Corte Suprema acoge recurso de casación y condena a servicio de salud por tardía notificación de examen de VIH

En fallo unánime, la Tercera Sala del máximo tribunal acogió recurso de casación y condenó a Servicio de Salud Metropolitano  a pagar una indemnización de $25.000.000 (veinticinco millones de pesos) por  falta de servicio del organismo sanitario al notificar con más de un año de retraso el resultado del examen realizado en 2007.
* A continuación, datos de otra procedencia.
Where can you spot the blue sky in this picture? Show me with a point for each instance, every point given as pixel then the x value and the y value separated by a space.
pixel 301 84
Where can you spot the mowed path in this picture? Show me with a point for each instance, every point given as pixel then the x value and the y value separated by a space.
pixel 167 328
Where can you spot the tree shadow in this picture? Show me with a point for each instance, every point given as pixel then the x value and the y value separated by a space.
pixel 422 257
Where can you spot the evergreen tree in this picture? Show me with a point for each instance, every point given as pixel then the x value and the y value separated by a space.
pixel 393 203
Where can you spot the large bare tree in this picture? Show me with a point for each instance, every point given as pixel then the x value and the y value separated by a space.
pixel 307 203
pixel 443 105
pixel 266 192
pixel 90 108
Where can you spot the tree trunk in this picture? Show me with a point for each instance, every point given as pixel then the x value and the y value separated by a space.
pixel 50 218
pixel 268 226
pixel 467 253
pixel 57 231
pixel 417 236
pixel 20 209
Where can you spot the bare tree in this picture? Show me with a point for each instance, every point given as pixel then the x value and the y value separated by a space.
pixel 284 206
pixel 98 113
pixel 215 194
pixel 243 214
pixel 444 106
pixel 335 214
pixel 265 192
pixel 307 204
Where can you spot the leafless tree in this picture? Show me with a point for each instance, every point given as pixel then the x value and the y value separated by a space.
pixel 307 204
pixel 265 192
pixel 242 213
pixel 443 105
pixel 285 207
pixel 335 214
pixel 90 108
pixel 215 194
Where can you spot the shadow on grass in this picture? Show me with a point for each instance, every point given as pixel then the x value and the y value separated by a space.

El fallo establece que el Servicio de Salud  no dio debido cumplimiento a sus obligaciones, por la falta de comunicación oportuna o inexcusable tardanza en comunicar el resultado del examen de VIH, practicado al actor, antecedentes que se encontraban a disposición de ese centro asistencial desde el día 23 de octubre de 2007, a lo menos, habiendo transcurrido más de un año hasta el día 21 de noviembre de 2008, fecha en que se intentó notificar por carta certificada al paciente para comunicarle el resultado. Tal circunstancia repercutió de manera directa y lógica en la calidad de vida del actor, ya que debido a la ignorancia respecto a su enfermedad estuvo impedido de un diagnóstico oportuno de VIH, lo que a su vez lo privó de que se adoptaran las medidas tendientes al tratamiento paliativo de la enfermedad en una época temprana y evitar además que propagará, inapropiadamente, el contagio.
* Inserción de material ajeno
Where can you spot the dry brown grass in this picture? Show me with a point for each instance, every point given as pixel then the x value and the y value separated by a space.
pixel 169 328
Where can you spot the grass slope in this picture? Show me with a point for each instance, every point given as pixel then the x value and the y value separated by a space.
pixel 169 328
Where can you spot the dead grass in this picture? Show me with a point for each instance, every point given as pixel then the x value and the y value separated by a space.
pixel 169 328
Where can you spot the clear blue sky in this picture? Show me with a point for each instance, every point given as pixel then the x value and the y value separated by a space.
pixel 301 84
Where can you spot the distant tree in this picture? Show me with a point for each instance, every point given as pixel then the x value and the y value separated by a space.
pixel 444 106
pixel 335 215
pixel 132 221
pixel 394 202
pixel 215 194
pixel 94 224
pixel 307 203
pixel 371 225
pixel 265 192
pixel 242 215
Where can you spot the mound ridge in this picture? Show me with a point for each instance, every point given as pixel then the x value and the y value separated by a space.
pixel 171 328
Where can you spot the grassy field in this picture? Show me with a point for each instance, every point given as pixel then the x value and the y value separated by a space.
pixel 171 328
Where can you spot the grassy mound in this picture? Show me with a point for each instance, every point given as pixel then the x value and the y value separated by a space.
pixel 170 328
Agrega la Corte que en cuanto a la existencia de una relación de causalidad entre la omisión de la demandada y el daño causado, ella es evidente, toda vez que el paciente careció de una oportuna detección de la calidad de portador del VIH/SIDA y, en consecuencia, no recibió durante muchos años ningún tratamiento de su enfermedad empeorando su estado de salud; en efecto, si lo contrastamos con un funcionamiento eficiente y oportuno, si el paciente hubiese conocido su patología, iniciando el tratamiento en la oportunidad en que se practicó el examen, con una alta probabilidad hubiese mejorado su calidad de vida.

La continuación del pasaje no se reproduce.